それからしばらくも毎週のように一緒にいる時間をもつことができていたのですが、7月ごろから遠回しに断られるようになってしまいました。


その理由は、「仕事が忙しくてきついから、早く家に帰りたい」とのこと。


そう言われてしまったら仕方ないのですが、一緒にいられないさみしさや、「次はいつ一緒にいられるんだろう」という不安ばかりが溢れて……。


8月に1度泊めてもらったのを最後に、Bさんの家に泊まりには行けていません。遊びに行くこともめっきり減りました。


しばらくはつらかったです。少しでも一緒にいるとかえってつらくなってしまうので、むしろBさんを避けてしまうことすらありました。


その後、地方の学会出張で一緒になる機会があり、そのときに何人かで飲んだときにわかったのですが、どうやら断られ始めたころから、Bさんの彼女がBさんの家の近くに引っ越してきたようでした。


この話を契機に、僕は少し諦めがつきました。それなら仕方ないと。僕はBさんと付き合っているわけじゃないし、彼女には敵わない。


でも、ちょっとだけ付き合っているような錯覚を味わわせてもらいました。


文章力がなくてあまり上手く伝えられませんでしたが、こんな経緯を経て、未だにBさんを好きな気持ちはありますが、少し落ち着ていられるようになりました。


一方で、Bさんとのかかわりを通して、僕は少し変わることができたように思います。


Bさんとは一緒に遊んで楽しんだり、つらい大学での生活を共感したり、ときには自分勝手だと怒られたり、お互いのさまざまな面を知るたびに信頼関係を深めていくことができました。


そして、お互いをよく知って理解し合うこと、心が通う感覚を持てたときのうれしさを実感しました。


自分勝手な僕でしたが、これを通して、出会う人のある一面だけを見て相手を判断するのではなくもっといろいろな面を知ろうとしていこう、もっと相手のことを思いやれるようになろうと、少しだけですがそう思えるようになりました。


そして、Bさんと築くことができたような信頼関係を感じられる人を増やしていきたいとも思うようになり、これがこのブログを立てる理由の1つになりました。


さて最後に、少し話は変わりますが、未だに、僕と2人でいるときは、Bさんは彼女の話をしてくることはありません。僕が聞かないからかもしれないけど、聞いたとしてもあまり多くを話そうとはしません。

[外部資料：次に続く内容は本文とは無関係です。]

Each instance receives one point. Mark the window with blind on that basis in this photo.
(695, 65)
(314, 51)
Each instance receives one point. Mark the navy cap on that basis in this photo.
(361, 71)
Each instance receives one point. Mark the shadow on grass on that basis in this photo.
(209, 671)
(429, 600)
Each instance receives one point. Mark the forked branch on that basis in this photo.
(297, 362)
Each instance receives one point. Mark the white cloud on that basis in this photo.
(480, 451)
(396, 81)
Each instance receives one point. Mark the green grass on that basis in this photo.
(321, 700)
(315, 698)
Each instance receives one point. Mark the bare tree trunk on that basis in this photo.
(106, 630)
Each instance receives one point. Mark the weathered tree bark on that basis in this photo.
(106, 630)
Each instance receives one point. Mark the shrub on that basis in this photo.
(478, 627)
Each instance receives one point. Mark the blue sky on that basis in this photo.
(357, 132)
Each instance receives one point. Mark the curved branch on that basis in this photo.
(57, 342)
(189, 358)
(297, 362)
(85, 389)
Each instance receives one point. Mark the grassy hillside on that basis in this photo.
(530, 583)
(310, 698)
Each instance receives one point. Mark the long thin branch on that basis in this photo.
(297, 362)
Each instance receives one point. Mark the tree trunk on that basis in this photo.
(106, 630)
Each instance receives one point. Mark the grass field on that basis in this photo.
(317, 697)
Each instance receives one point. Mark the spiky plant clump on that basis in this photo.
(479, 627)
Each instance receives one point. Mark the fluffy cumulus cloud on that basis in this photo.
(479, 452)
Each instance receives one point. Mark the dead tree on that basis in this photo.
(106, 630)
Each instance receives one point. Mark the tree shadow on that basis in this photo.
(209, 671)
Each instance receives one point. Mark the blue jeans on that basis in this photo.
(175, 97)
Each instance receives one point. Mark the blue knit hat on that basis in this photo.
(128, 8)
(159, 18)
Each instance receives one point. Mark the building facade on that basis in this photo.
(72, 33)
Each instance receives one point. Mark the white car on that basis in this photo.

また、7月ごろに遊びを断られ始めたとき、Bさんは彼女のことを理由に出しませんでした。


たぶん、Bさんは、僕がBさんのことが好きなことに気づいてるんじゃないかと思います。


僕を傷つけないないようにしてくれている、そう感じることが多いのです。


そして、僕がゲイであると薄々気づいていても、Bさんは変わらず僕に接してくれます。


このことを通して、Bさんへの恋が実ることはないけれど、「自分はゲイとして生きていっていいんだ」と、Bさんは僕にこうも思わせてくれました。


僕自身がゲイとしての自分を認められるようになってきたのだと思います。


かといって、僕はBさんには告白することはしないと思います(これは、過去の経験によるものなのですが、詳細はまた明日書きたいと思います)。


ゲイであることはいつか明かすかもしれません。でも、好きなのですとは、僕には言えません。


昔だったらこのままうそをついてるのは嫌とか感じていたかもしれませんが、たぶん好きなことはわかって接してくれてるし、今の関係はとても心地よいです。


最近は、泊まりには行きませんが、また少しBさんと遊ぶことが増えてきました。


でも、今はBさんに楽しんだり、リラックスしてもらえたりしたらいいなと思えるようになり、次はいつだろうとか不安に思うことはなくなりました。


僕を思いやってわがままを聞いてくれていたBさんに、今度は僕が恩返しをしたいのです。


これからも、お互いのよき理解者である友人でいたい、そう思います。


拙い文章ですみませんm(_ _)m

読んでくださってありがとうございました。